The travelers who made the episodic trek often ended up becoming Classic Rock fans, while those who stayed behind, preferring the more melodious sound, innocence, and simplicity of “She Loves You” and “Eight Days A Week” tended to gravitate to Oldies stations. It was like after years of mainstream comedies, the Beatles released a foreign film – without the subtitles. Not everyone “got it.”
“Sgt. Pepper's” was the gateway drug (in some cases, quite literally) to Pink Floyd, Yes, and rock that went well beyond hit singles and mainstream airplay at powerhouses like KHJ, WLS, and CKLW.
But that's why the Beatles were…the Beatles. Always leading, never following, they took us on a trip that has continued to this day. The seeds of FM radio's rise were firmly planted with that album, fueling a group of upstart revolutionary stations on the chance to be different and even counter-culture.

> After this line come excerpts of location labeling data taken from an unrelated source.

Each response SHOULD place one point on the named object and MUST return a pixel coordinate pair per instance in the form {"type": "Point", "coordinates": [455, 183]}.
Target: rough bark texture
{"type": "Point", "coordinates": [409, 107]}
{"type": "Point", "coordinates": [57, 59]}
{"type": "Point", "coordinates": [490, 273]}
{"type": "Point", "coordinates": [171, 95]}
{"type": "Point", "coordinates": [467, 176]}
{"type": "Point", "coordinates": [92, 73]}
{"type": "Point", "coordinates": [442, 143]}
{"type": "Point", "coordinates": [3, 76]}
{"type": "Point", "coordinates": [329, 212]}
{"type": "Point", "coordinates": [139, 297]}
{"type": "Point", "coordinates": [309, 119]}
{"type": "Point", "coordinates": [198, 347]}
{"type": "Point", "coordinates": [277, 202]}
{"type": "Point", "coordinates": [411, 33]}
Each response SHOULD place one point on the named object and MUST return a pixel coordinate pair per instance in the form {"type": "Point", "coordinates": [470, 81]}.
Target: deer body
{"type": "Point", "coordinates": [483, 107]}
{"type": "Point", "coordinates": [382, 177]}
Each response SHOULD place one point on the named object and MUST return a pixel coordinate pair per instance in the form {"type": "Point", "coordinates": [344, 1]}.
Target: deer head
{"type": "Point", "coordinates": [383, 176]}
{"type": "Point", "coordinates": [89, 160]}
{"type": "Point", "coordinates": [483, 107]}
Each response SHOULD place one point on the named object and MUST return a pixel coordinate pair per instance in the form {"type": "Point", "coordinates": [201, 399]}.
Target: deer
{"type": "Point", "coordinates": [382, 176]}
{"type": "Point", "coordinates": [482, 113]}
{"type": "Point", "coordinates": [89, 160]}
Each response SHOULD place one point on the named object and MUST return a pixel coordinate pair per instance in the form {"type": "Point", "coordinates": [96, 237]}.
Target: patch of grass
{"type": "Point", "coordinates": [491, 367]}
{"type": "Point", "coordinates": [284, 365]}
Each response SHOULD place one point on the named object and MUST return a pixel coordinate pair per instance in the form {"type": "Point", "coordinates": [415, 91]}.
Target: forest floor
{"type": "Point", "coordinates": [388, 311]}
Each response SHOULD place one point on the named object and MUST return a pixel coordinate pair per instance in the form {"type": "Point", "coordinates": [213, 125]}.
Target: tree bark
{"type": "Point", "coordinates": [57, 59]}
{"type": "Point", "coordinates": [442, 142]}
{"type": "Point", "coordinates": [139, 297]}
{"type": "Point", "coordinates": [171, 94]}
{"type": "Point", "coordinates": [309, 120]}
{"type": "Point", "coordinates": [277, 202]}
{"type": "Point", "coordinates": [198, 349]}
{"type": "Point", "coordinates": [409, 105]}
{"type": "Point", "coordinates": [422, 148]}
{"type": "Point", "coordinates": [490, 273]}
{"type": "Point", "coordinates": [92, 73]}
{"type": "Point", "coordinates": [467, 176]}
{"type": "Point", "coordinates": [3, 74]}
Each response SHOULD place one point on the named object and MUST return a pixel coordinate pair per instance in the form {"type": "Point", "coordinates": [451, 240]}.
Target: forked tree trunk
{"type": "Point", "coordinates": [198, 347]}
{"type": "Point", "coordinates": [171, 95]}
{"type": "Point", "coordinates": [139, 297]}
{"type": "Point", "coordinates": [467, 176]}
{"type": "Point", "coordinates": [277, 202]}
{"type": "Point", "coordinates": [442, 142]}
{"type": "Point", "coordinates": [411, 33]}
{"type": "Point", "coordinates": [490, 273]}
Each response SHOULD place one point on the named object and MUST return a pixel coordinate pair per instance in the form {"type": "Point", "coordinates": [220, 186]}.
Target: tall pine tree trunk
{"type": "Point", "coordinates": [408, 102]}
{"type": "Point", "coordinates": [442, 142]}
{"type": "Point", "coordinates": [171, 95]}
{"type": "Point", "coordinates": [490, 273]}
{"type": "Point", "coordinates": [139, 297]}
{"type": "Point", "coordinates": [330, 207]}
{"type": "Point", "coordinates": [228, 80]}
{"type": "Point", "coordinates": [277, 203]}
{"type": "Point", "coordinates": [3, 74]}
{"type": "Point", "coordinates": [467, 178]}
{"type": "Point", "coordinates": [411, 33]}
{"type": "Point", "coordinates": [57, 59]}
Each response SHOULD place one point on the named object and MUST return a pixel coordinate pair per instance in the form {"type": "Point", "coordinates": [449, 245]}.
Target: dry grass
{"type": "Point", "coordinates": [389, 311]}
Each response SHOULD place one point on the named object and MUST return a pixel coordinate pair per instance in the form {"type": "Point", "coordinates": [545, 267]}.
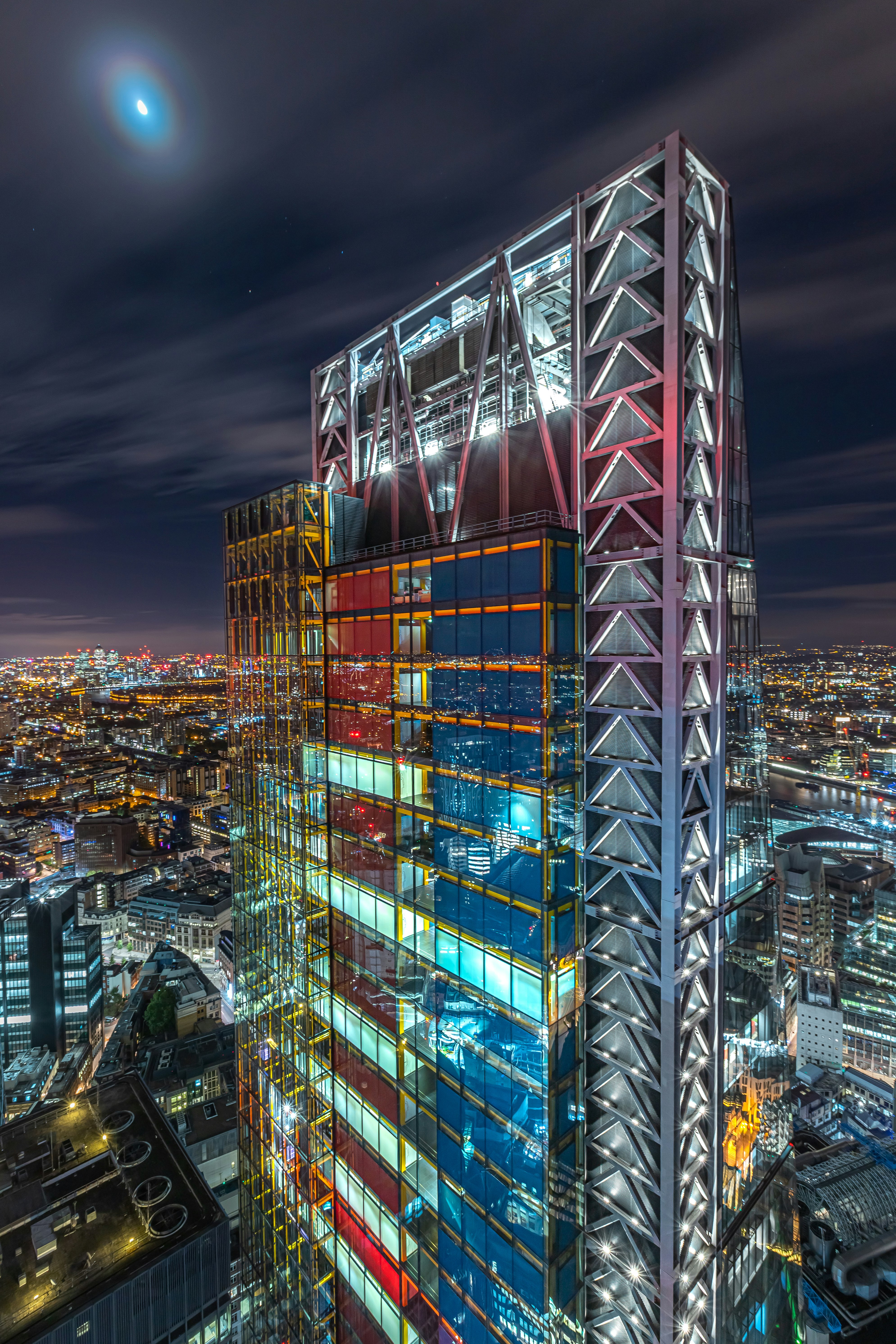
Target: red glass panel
{"type": "Point", "coordinates": [374, 1260]}
{"type": "Point", "coordinates": [381, 588]}
{"type": "Point", "coordinates": [362, 818]}
{"type": "Point", "coordinates": [346, 592]}
{"type": "Point", "coordinates": [352, 1322]}
{"type": "Point", "coordinates": [362, 590]}
{"type": "Point", "coordinates": [373, 1001]}
{"type": "Point", "coordinates": [366, 1081]}
{"type": "Point", "coordinates": [382, 638]}
{"type": "Point", "coordinates": [354, 1152]}
{"type": "Point", "coordinates": [334, 674]}
{"type": "Point", "coordinates": [363, 951]}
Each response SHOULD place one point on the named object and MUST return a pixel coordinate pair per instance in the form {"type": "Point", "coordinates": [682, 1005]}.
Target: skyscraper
{"type": "Point", "coordinates": [510, 1033]}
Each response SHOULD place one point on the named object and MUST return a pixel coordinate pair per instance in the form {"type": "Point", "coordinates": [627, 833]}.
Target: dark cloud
{"type": "Point", "coordinates": [158, 330]}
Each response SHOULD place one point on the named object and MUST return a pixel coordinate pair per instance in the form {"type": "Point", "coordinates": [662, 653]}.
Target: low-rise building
{"type": "Point", "coordinates": [868, 1092]}
{"type": "Point", "coordinates": [186, 1072]}
{"type": "Point", "coordinates": [197, 1005]}
{"type": "Point", "coordinates": [73, 1074]}
{"type": "Point", "coordinates": [191, 919]}
{"type": "Point", "coordinates": [103, 840]}
{"type": "Point", "coordinates": [209, 1134]}
{"type": "Point", "coordinates": [108, 1230]}
{"type": "Point", "coordinates": [820, 1019]}
{"type": "Point", "coordinates": [27, 1080]}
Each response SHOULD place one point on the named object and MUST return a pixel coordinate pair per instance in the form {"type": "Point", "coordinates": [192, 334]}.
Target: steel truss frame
{"type": "Point", "coordinates": [647, 351]}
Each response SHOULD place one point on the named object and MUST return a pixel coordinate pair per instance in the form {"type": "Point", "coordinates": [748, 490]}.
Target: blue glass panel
{"type": "Point", "coordinates": [526, 876]}
{"type": "Point", "coordinates": [526, 633]}
{"type": "Point", "coordinates": [442, 787]}
{"type": "Point", "coordinates": [475, 1230]}
{"type": "Point", "coordinates": [526, 933]}
{"type": "Point", "coordinates": [499, 1255]}
{"type": "Point", "coordinates": [498, 691]}
{"type": "Point", "coordinates": [565, 933]}
{"type": "Point", "coordinates": [471, 910]}
{"type": "Point", "coordinates": [565, 561]}
{"type": "Point", "coordinates": [447, 898]}
{"type": "Point", "coordinates": [449, 1105]}
{"type": "Point", "coordinates": [526, 1224]}
{"type": "Point", "coordinates": [563, 874]}
{"type": "Point", "coordinates": [565, 632]}
{"type": "Point", "coordinates": [451, 1158]}
{"type": "Point", "coordinates": [444, 685]}
{"type": "Point", "coordinates": [496, 751]}
{"type": "Point", "coordinates": [526, 570]}
{"type": "Point", "coordinates": [468, 577]}
{"type": "Point", "coordinates": [496, 1143]}
{"type": "Point", "coordinates": [567, 1281]}
{"type": "Point", "coordinates": [469, 749]}
{"type": "Point", "coordinates": [529, 1111]}
{"type": "Point", "coordinates": [469, 636]}
{"type": "Point", "coordinates": [563, 755]}
{"type": "Point", "coordinates": [453, 1310]}
{"type": "Point", "coordinates": [496, 635]}
{"type": "Point", "coordinates": [452, 1259]}
{"type": "Point", "coordinates": [475, 1179]}
{"type": "Point", "coordinates": [566, 1051]}
{"type": "Point", "coordinates": [444, 742]}
{"type": "Point", "coordinates": [444, 635]}
{"type": "Point", "coordinates": [451, 1208]}
{"type": "Point", "coordinates": [469, 690]}
{"type": "Point", "coordinates": [526, 755]}
{"type": "Point", "coordinates": [495, 574]}
{"type": "Point", "coordinates": [499, 1091]}
{"type": "Point", "coordinates": [471, 801]}
{"type": "Point", "coordinates": [496, 807]}
{"type": "Point", "coordinates": [496, 923]}
{"type": "Point", "coordinates": [563, 691]}
{"type": "Point", "coordinates": [566, 1112]}
{"type": "Point", "coordinates": [444, 581]}
{"type": "Point", "coordinates": [477, 1285]}
{"type": "Point", "coordinates": [526, 691]}
{"type": "Point", "coordinates": [566, 1230]}
{"type": "Point", "coordinates": [529, 1283]}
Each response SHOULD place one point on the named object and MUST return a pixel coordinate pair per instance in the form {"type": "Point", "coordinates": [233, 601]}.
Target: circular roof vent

The Beatles albums that followed – “Magical Mystery Tour,” “The Beatles” (White Album), “Yellow Submarine,” “Abbey Road,” and “Let It Be” – all continued the journey, moving further away from being fab, and scoping out new musical and cultural turf.
It is impossible to imagine another album (or video or film) that could possibly have the sweeping impact “Sgt. Pepper's” did. And that's why this breakthrough album is worth celebrating, whether you grew up with the Beatles or you discovered this masterwork at some point later on like many thirtysomethings have done.

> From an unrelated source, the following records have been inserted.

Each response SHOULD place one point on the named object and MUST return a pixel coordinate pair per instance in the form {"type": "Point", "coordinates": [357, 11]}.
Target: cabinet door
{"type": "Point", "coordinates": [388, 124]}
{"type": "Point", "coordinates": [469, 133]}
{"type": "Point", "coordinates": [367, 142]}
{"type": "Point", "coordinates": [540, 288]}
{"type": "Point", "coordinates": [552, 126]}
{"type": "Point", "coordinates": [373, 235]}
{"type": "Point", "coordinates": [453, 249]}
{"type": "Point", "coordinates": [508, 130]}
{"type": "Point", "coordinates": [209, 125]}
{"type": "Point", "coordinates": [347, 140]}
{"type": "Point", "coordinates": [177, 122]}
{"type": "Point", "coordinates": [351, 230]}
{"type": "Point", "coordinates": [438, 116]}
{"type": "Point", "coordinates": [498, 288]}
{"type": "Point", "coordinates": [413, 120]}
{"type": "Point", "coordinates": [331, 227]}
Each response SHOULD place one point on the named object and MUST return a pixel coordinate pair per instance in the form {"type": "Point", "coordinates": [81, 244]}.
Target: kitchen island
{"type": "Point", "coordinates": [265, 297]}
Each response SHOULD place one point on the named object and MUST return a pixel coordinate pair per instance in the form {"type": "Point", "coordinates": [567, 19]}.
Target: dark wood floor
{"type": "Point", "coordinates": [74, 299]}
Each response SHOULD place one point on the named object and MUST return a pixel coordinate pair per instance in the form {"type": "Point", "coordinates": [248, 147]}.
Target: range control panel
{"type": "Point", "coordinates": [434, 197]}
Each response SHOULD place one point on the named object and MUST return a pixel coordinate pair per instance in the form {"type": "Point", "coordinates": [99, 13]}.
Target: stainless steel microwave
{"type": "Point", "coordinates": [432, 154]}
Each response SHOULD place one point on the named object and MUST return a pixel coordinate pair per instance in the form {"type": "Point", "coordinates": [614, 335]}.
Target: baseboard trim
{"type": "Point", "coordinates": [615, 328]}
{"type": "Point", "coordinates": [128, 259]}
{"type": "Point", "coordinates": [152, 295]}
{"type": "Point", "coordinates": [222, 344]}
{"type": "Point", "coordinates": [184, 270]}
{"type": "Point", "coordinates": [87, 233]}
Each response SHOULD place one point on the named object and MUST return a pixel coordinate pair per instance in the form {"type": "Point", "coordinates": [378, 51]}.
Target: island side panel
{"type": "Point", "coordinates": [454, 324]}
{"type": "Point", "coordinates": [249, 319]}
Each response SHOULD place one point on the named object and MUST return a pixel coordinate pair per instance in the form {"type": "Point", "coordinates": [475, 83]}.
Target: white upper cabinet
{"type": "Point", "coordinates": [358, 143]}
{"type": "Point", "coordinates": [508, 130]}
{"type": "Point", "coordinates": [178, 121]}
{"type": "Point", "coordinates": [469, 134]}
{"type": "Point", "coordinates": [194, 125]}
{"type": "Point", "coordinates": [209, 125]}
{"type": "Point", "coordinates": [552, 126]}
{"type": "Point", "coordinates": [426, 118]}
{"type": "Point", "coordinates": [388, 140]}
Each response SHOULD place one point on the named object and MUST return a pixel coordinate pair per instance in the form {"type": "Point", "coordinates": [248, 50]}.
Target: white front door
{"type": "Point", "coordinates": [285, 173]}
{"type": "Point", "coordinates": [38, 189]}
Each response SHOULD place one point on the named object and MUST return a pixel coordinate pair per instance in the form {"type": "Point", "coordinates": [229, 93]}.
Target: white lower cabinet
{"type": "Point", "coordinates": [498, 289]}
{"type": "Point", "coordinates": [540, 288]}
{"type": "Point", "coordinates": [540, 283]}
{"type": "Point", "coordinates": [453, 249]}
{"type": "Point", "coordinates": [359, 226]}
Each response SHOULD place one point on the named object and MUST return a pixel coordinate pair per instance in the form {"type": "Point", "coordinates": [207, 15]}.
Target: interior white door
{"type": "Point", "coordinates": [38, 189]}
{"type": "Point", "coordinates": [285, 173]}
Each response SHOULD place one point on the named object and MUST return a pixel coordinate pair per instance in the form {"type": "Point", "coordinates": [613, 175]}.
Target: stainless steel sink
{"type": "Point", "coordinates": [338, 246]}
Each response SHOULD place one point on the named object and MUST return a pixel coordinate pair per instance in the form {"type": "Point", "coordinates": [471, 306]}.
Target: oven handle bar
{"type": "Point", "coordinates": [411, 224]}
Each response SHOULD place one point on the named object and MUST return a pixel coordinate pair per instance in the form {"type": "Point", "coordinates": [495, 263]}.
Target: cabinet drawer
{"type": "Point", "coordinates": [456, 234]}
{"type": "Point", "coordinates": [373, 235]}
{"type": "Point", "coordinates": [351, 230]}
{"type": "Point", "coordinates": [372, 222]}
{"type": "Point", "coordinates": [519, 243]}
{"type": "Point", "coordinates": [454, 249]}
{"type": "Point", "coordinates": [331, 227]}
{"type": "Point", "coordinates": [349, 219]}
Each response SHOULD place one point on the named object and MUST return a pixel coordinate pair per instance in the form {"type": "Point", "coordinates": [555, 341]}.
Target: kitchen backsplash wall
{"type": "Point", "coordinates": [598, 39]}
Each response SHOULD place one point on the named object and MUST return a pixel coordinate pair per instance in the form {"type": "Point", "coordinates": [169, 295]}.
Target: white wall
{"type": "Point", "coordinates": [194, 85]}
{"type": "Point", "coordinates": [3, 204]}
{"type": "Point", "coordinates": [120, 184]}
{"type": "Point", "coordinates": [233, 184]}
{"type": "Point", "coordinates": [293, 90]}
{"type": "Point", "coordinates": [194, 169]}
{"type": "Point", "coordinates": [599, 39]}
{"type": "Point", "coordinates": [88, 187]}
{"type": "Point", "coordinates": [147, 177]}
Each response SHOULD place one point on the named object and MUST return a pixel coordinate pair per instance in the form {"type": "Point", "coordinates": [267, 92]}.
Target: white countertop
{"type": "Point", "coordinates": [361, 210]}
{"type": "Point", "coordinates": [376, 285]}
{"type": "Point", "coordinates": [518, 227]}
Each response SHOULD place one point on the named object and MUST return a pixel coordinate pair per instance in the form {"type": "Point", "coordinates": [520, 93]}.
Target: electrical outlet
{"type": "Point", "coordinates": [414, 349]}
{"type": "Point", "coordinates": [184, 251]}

For me personally, the album signaled a music transition, opening me up to bands and albums that would become a catalyst for my own career in radio, and later, the development of the Classic Rock format.
For young guys like Christian, it is a point in time he'll never personally know, but he can still enjoy and appreciate through classic recordings like “Sgt. Pepper's.”
Celebrating the 50th anniversary of “Sgt. Pepper's Lonely Hearts Club Band” brings a lytic from the title track to mind:
“It's certainly a thrill.”
P.S. Yes, Christian is sporting “the old English D” – the symbol of Detroit. Yet, these intervews took place more than 1,000 miles away, and Christian told me he never lived in the Motor City. He's just a fan of the Red Wings and Tigers. Go figure.